Sunday, May 16, 2010

Subway Faces

For a poet so notoriously difficult and often impenetrable, it's funny that this may be his best-known work.




In a Station of the Metro
Ezra Pound

The apparition of these faces in the crowd;  
Petals on a wet, black bough.




If you might not be aware, Ezra Pound was one of the seminal figures in 20th-century poetry. Marianne Moore, William Carlos Williams, T.S. Eliot, James Joyce, HD all owed a lot to him as a publisher, editor, critic, promoter and literary influence. 


In English major circles it's his Cantos that are the best-known, and are one thorny, difficult nut to crack. They're still controversial, too - a few years back Poetry magazine published a prose piece that has the memorable lines "When I fell out of love with the Cantos, I fell all the way out." There's still debate whether there's any point in slogging and laboring to work them through. 

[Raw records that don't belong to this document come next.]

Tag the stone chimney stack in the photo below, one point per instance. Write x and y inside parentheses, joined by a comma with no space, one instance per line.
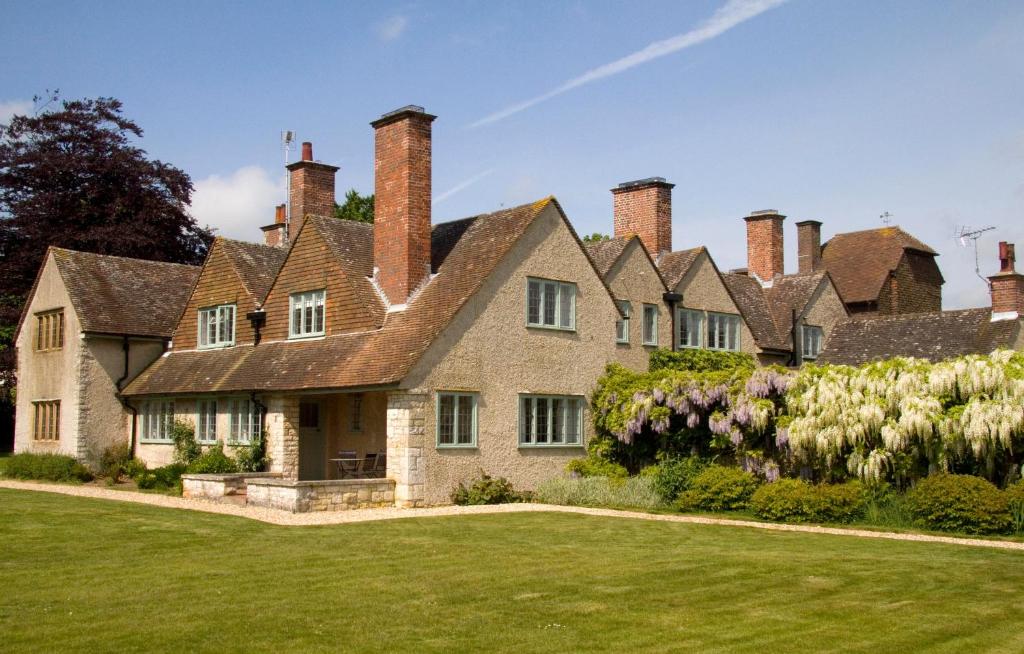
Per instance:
(311,190)
(808,245)
(273,234)
(764,245)
(644,208)
(401,206)
(1007,286)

So it's funny that such as simple, natural image as easy to grasp as a haiku may be one of his most lasting legacies. Don't believe me? Here's three photos I found in less than a minute just by doing an image search for the exact text of the last line.

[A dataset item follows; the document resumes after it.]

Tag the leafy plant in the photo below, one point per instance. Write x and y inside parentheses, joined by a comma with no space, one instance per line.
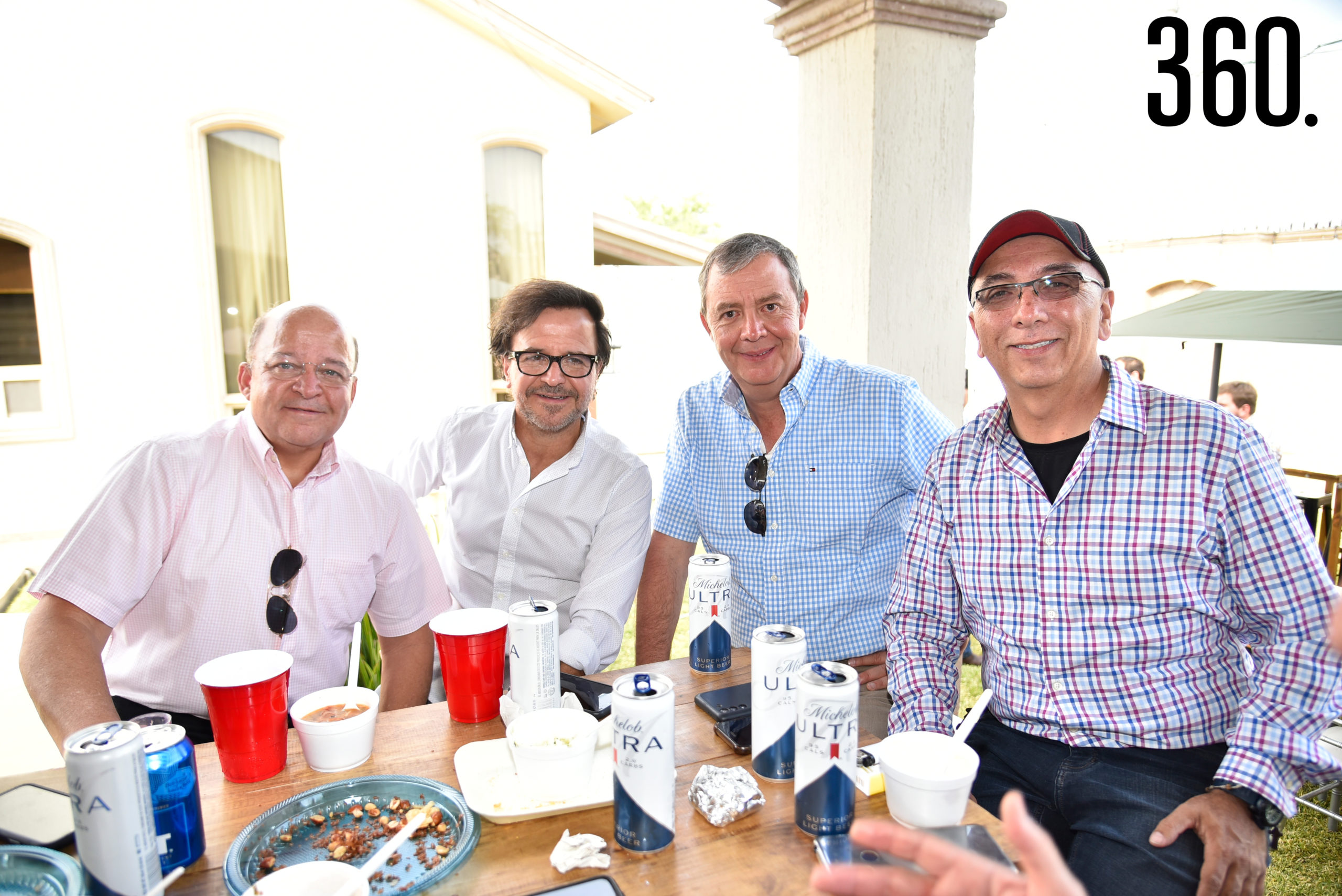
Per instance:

It's funny, too, because this was one of the earliest poems I ever remember reading. I think I was in elementary school in Portugal and our Reading textbook included the poem and a crude pen-and-ink drawing that resembled both petals and faces.


If you want to be literal about it. 


It makes sense that Pound helped kickstart the Imagist movement, whose battle cry was "No images but in things." They wanted the simple, direct path in describing objects and let that immediacy and purity be enough for poetry. It doesn't have to be deep, in fact it shouldn't be. Deep things are the lies people tell themselves to feel good. Things are the only things that are inescapable and inarguable.


It's a good point that severely irked me at the time, and to a degree still does. After reading some Imagist poems I wonder, "If describing this so well is your main aim, why did you decide to take up a non-visual medium?" But it takes all kinds, so they say. I guess I believe them.